Old drugs with minor variations, and therefore new patents, are behind the massive growth in spending on prescription medicines in developed countries, but do not offer substantial improvements over cheaper generic drugs, according to scientists at the University of British Columbia in Canada.
Known as “me-too” drugs, these medicines on average cost twice the price of the original brand-name drugs they are based on, and four times that of generic versions of the original drug.
The study, published this week by the British Medical Journal, reports that spending on drugs doubled in Canada between 1996 and 2003. The scientists broke down the expenditure into different groups of medicines to see which were responsible for the jump.

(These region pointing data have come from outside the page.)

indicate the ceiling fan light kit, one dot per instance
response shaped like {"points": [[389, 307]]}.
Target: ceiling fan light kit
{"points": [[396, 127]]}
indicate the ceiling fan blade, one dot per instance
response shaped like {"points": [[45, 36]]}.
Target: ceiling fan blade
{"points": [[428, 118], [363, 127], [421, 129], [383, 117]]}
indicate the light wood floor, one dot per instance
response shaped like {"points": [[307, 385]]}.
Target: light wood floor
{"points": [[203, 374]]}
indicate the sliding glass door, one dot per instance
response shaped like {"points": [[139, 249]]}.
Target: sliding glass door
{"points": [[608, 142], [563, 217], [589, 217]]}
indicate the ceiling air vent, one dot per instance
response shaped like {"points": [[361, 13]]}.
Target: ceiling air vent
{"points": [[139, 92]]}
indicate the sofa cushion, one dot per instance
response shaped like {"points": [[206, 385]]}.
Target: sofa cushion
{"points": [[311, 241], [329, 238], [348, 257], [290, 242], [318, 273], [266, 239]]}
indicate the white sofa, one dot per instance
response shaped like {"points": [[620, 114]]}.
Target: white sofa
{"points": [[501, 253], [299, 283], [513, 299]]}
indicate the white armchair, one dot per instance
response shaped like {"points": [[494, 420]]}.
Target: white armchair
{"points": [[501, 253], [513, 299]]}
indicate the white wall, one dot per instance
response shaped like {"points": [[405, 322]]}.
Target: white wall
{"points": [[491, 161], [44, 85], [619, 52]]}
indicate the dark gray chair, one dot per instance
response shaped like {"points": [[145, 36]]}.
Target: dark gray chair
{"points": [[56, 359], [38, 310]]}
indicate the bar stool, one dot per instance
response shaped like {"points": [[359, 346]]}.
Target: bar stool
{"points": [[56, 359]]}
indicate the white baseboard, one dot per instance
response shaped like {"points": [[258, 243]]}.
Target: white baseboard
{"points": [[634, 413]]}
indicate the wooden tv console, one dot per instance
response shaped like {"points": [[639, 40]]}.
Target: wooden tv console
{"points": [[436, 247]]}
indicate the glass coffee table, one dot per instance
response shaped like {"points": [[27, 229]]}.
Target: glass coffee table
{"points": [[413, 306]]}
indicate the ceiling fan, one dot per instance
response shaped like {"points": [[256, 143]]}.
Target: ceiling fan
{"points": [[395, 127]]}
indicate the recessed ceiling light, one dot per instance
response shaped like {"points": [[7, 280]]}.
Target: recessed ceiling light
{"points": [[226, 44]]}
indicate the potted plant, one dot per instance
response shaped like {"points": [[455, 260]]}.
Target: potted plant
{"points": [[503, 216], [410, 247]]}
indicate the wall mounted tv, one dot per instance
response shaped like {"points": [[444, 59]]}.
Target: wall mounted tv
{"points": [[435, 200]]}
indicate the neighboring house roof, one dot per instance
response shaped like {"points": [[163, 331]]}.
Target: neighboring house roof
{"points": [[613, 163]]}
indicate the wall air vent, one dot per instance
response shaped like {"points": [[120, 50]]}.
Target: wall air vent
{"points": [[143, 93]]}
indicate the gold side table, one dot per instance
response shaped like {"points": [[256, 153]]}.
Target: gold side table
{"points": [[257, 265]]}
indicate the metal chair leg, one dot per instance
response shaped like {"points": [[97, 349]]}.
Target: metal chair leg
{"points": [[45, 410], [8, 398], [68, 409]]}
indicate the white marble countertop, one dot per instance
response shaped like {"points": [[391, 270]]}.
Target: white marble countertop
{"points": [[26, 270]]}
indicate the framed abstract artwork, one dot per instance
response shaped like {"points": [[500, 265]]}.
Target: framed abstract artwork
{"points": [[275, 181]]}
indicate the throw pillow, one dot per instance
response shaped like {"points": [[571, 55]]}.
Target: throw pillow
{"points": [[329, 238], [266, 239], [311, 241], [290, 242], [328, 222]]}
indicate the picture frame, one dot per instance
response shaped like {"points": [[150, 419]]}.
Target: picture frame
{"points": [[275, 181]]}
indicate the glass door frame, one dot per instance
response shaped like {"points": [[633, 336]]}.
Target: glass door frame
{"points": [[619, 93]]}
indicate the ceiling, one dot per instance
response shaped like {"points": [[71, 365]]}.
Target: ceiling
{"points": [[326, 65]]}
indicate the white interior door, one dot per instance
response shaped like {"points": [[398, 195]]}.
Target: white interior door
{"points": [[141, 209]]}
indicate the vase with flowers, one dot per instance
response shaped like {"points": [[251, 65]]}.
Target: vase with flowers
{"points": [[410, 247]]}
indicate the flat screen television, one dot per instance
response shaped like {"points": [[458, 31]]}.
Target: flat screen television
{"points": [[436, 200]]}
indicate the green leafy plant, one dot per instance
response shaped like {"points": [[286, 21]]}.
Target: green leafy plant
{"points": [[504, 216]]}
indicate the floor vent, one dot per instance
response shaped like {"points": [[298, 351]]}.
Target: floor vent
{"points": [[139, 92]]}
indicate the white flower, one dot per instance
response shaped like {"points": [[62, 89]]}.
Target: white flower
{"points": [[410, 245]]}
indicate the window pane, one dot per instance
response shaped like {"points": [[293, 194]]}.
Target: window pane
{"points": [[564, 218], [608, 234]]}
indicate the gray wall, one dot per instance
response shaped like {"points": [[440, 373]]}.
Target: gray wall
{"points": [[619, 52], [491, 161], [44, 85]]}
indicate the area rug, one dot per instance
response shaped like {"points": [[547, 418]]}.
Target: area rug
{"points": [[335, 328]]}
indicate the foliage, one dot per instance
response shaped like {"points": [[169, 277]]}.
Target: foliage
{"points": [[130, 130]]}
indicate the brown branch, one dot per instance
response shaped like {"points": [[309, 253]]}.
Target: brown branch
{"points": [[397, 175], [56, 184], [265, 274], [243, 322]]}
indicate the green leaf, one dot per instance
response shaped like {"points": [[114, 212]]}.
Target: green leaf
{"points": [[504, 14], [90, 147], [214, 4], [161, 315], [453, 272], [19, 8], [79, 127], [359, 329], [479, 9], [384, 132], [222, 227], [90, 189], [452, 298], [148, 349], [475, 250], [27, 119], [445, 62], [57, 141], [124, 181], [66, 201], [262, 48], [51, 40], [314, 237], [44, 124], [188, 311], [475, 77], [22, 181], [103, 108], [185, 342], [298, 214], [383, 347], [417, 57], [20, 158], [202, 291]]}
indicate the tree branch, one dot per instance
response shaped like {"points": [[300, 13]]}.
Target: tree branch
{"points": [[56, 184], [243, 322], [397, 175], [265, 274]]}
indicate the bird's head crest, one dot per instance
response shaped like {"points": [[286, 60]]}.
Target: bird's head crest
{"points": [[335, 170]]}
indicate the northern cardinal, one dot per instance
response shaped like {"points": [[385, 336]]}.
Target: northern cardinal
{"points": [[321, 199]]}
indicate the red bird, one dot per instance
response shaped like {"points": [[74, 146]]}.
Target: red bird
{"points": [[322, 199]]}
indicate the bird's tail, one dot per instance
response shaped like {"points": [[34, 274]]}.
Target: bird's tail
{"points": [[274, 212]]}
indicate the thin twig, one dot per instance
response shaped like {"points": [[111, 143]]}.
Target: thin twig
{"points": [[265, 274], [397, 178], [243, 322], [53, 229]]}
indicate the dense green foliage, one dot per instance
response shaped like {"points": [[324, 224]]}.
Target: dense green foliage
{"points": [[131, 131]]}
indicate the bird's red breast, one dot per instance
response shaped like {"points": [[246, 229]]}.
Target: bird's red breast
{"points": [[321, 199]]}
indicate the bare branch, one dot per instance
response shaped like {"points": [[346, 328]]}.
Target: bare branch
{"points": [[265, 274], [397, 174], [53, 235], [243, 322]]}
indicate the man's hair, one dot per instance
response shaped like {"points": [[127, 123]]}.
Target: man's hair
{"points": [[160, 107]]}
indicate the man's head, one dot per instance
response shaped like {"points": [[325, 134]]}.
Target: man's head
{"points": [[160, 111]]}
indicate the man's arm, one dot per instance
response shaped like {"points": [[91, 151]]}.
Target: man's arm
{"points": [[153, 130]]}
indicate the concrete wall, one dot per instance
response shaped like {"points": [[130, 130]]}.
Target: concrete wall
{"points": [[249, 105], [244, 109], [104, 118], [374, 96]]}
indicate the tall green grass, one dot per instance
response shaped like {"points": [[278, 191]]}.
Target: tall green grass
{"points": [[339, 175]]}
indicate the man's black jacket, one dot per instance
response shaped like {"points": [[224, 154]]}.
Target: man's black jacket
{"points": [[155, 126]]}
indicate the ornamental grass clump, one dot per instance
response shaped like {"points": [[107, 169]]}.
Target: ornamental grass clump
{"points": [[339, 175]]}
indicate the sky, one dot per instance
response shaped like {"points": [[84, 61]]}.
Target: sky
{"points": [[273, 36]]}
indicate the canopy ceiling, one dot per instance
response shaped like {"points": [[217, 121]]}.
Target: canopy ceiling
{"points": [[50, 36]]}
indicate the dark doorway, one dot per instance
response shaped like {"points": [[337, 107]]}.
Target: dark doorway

They found that me-too drugs accounted for 44 percent of use and 63 percent of expenditures by 2003. In contrast, the use and expenditure on vintage brand-name drugs and generics shrank over the seven-year period.
“In British Columbia, [80 percent] of the increase in drug expenditure between 1996 and 2003 was explained by the use of new, patented drug products that did not offer substantial improvements on less expensive alternatives available before 1990,” said the paper.
“Given that the list of top 20 drugs in global sales includes newly patented versions of drugs in long established categories… me-too drugs probably dominate spending trends in most developed countries,” added the researchers.
In particular, the researchers point to drugs in several classes, including angiotensin-converting enzyme (ACE) inhibitors, which treat high blood pressure; statins, which lower levels of “bad” cholesterol; anti-depressants known as selective serotonin reuptake inhibitors; and proton pump inhibitors, which are used to treat and prevent stomach ulcers.